School of Computer Science and Information Engineering, Hefei University of Technology, Hefei, China; Shenzhen Research Institute of Big data, Shenzhen, China.
Neural Netw. 2023 Sep;166:683-691. doi: 10.1016/j.neunet.2023.07.042. Epub 2023 Aug 5.
Quantization approximates a deep network model with floating-point numbers by the model with low bit width numbers, thereby accelerating inference and reducing computation. Zero-shot quantization, which aims to quantize a model without access to the original data, can be achieved by fitting the real data distribution through data synthesis. However, it has been observed that zero-shot quantization leads to inferior performance compared to post-training quantization with real data for two primary reasons: 1) a normal generator has difficulty obtaining a high diversity of synthetic data since it lacks long-range information to allocate attention to global features, and 2) synthetic images aim to simulate the statistics of real data, which leads to weak intra-class heterogeneity and limited feature richness. To overcome these problems, we propose a novel deep network quantizer called long-range zero-shot generative deep network quantization (LRQ). Technically, we propose a long-range generator (LRG) to learn long-range information instead of simple local features. To incorporate more global features into the synthetic data, we use long-range attention with large-kernel convolution in the generator. In addition, we also present an adversarial margin add (AMA) module to force intra-class angular enlargement between the feature vector and class center. The AMA module forms an adversarial process that increases the convergence difficulty of the loss function, which is opposite to the training objective of the original loss function. Furthermore, to transfer knowledge from the full-precision network, we also utilize decoupled knowledge distillation. Extensive experiments demonstrate that LRQ obtains better performance than other competitors.

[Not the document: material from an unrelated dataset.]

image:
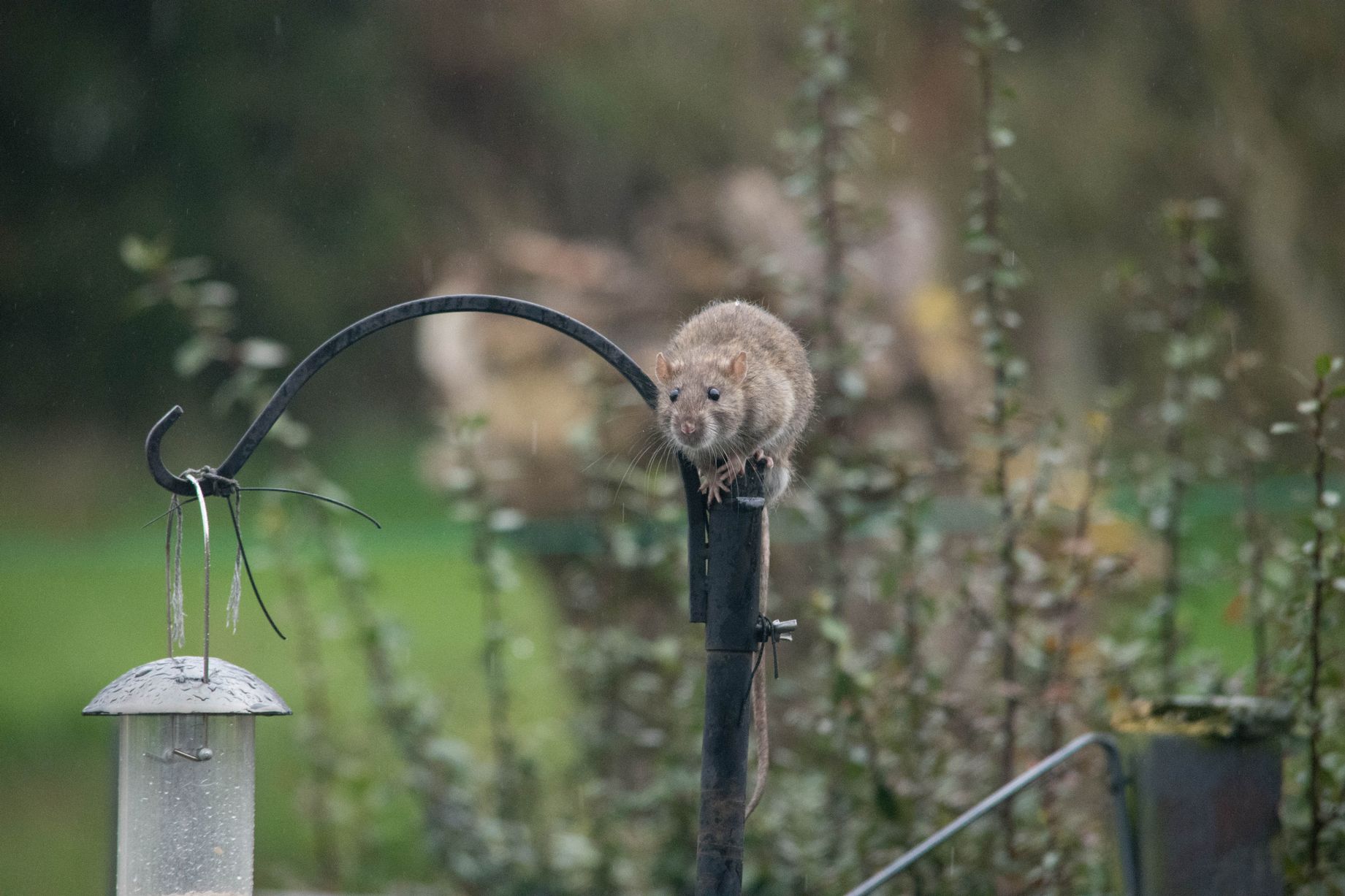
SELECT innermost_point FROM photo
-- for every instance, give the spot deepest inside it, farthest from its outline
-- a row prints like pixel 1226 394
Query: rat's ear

量化通过使用低比特位数的数字来近似具有浮点数的深度网络模型,从而加速推理和减少计算。零 shot 量化旨在在无法访问原始数据的情况下对模型进行量化,可以通过数据合成来拟合真实数据分布来实现。然而,已经观察到,零 shot 量化与使用真实数据进行后训练量化相比,性能较差,主要有两个原因:1)由于正常生成器缺乏分配注意力到全局特征的远程信息,因此难以获得具有高多样性的合成数据;2)合成图像旨在模拟真实数据的统计信息,这导致类内异质性弱且特征丰富度有限。为了解决这些问题,我们提出了一种名为长程零 shot 生成深度网络量化(LRQ)的新型深度网络量化器。从技术上讲,我们提出了一种长程生成器(LRG)来学习长程信息,而不是简单的局部特征。为了将更多的全局特征纳入合成数据中,我们在生成器中使用具有大核卷积的长程注意力。此外,我们还提出了对抗性边缘添加(AMA)模块,以迫使特征向量和类中心之间的类内角度扩大。AMA 模块形成一个对抗过程,增加了损失函数的收敛难度,这与原始损失函数的训练目标相反。此外,为了从全精度网络转移知识,我们还利用解耦知识蒸馏。大量实验表明,LRQ 比其他竞争对手获得更好的性能。